By Jake Perry (NMLS 231682), Porch Light Branch of Fairway Independent Mortgage Corporation and Member of CCAR's REALTOR® Lender Committee
On March 1st of 2021, the new Uniform Residential Loan Application is being rolled out. After 20 years without change, the GSEs finally decided it was time. While the majority of the information asked for on the URLA is still the same, there are some noteworthy changes:
The first thing that can be observed when comparing the two applications side-by-side is the difference in look. As loan officers, the amount of 1003s we go through can make it easy to forget that some of our borrowers have never seen one. The new URLA was designed with this in mind. It has a cleaner appearance, intended to make the form more user friendly and less overwhelming to borrowers. It also offers more guidance to borrowers, making the mortgage process that much easier for them.
As you may have noticed in the images above, subject property information and purpose of loan are no longer located on the first page of the URLA. Instead, they have been moved to about the midway point, putting them behind the borrower’s information. This may help borrowers build confidence, allowing them to answer the questions they are most certain about in the beginning. However, I believe changes made to the order of information were made to help the flow of the application. It makes more sense to build up to information about the subject property instead of beginning with it. With that being said, these kinds of changes will likely be the most challenging for loan officers, considering we spent the last twenty years using the same format.
Another change worth mentioning relates to the borrower’s declarations. The declarations have been split into two sub-categories titled "About this Property and Your Money for this Loan" and "About your Finances".
Within these sub-categories, there are a few new declarations such as “If this is a purchase Transaction: Do you have a family relationship or business affiliation with the seller of the property?” as well as new options for old declarations, such as answering FHA secondary residence (SR) to the question of “What type of property did you own:” There are just a few examples, so make sure to read through section 5 of the new URLA and familiarize yourself with it.
The last thing that I will highlight is the change from "Details of Transaction" to "Qualifying the Borrower". On the new URLA, section E states “Credit Cards and Other Debts Paid off” This allows us to differentiate between normal closing costs and the cost of our borrower paying down debt to qualify. Other than that, the order has changed quite a bit in this section.

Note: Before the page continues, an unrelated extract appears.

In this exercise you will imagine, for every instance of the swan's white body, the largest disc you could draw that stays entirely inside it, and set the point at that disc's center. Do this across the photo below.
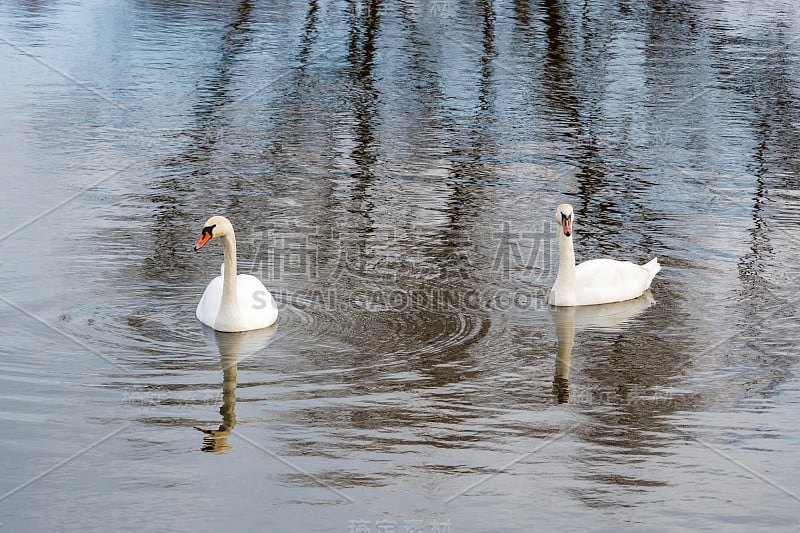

Overall, the new Uniform Residential Loan Application has a lot going for it. It has a better look and feel to it, as well as more guidance to offer to borrowers. The order of information has changed a bit, resulting in a better flow. Declarations have been split into two sub-categories, and there have been additional declarations added. These changes will take some time to adjust to, so it is important to familiarize yourself with them sooner rather than later- after March 1, 2021, all new loans will have to be taken with it. Loans in your pipelines will be accepted with the old URLA format until March 1, 2022.